ブラウセン帝国 皇帝居室
突然の皇帝の申し出に困惑しながらも、2人は皇帝についていった。
「皇帝陛下・・・そのミーナの無礼に関しましては・・・」
「それは別に咎めるに値せぬし、これから頼もうとしていることに比べればな・・・」
そこでジークフリートは、皇帝の部屋に相応しくない2つの武器に気が付いた。
「皇帝陛下・・・この武器は・・・」
「そうか、話してなかったな。これは我がブラウセン帝国に伝わる魔導宝具なのだよ。私も使えなくてな。この国では戴冠の証とされている。」
その言葉にミーナは反応した。
「陛下!その宝具は・・・」
「そうか、貴官は魔導将校だったな。ならば聞いたことはあろうが宝剣《ブラウセン》と宝鎗《ラウエン》だ。」
その皇帝の言葉に彼女はめまいがしたようにのけぞった。
「皇帝陛下、宝具を見せたということはまさか!?」
その彼女の言葉に皇帝は笑みを見せながら言った。
「その通りだ。貴官が聞いている通り、また私に嫡子がいないこともあり、君たちに継いでもらおうと思ってな。」
困惑した彼は皇帝に尋ねた。
「どういう意味です?」
「それは・・・」
その彼と皇帝のやり取りに少女は言いにくそうに言った。
「魔導将校以外も士官学校で聞いてると思うけど・・・皇帝への戴冠の証である宝具はそのまま戴冠の際まで現皇帝しか見ることは出来ないの。それが見れるのは、退位する皇帝と次代の皇帝のみ・・・」
ミーナの言葉にジークは狼狽した。
「陛下。では、私に皇帝代理を、ミーナを皇帝妃代理にするとおっしゃるのですか!?」
少年の言葉に皇帝は首肯し、告げた。
「無論、甥であるフリードリヒ・アウグスト・フォン・ブラウセンが継ぐ方法もあったがね。」
その言葉に少年と少女は異口同音に皇帝に同意を申し立てた。
しかし、皇帝は首を横にし、そうしない理由を2人に告げた。
「しかし、国民議会を名乗るものが跳梁跋扈している以上、現皇帝とその血筋では内戦が繰り返されるだけだ。それよりはと、すでに我々皇室と主な諸侯で決めている。ならばこそ、若き皇帝代理と皇帝妃代理を補佐しようとね。」
ジークとミーナはその言葉に先ほどから現皇帝が述べていて、自分たちも感じていた不安を口にした。

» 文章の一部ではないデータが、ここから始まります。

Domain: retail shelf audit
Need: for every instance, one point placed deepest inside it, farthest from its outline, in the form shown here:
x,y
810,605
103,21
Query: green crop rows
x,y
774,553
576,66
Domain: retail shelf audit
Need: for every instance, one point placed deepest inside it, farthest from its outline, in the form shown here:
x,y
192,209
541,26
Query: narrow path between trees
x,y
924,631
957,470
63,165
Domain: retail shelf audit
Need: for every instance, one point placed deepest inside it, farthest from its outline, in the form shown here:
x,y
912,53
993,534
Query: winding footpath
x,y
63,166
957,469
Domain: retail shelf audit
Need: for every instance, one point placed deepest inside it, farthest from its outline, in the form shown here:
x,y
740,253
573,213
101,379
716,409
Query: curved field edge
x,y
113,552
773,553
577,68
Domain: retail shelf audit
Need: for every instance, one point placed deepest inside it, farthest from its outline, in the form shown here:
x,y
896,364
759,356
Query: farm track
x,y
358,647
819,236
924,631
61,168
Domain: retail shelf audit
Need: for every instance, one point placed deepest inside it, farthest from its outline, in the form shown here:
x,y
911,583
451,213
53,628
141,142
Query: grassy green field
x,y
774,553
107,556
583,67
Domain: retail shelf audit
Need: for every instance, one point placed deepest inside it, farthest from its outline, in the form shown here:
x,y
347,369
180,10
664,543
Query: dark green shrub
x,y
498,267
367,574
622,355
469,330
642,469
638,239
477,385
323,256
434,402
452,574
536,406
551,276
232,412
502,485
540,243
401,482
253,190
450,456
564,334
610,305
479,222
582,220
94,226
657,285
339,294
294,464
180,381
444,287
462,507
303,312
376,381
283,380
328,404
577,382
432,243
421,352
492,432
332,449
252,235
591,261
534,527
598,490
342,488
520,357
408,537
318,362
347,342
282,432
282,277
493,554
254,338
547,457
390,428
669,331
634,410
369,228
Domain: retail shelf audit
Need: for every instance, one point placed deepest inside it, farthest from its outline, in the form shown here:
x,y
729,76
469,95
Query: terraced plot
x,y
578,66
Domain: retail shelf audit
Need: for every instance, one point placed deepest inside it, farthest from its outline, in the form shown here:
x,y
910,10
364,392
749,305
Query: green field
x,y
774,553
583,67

「しかし、我ら貴族は国民と同じく陛下に従うものです。ならばこそ貴族階級のまだ高い方でなく、我々なのですか。」
「そうです。ジークのいう通り、我々は一貴族の嫡子に過ぎません!!」
その言葉に皇帝は、決定していることだと再度告げる。
「それに、卿らが思っている皇帝相続問題については、甥が引き続いて親衛隊大将の地位にある以上は問題ないだろう。私も死ぬわけではない。1人の人間として隠居するだけだ。」
その皇帝の言葉は2人に安心感を与えるとともに前途の多難さを表していた。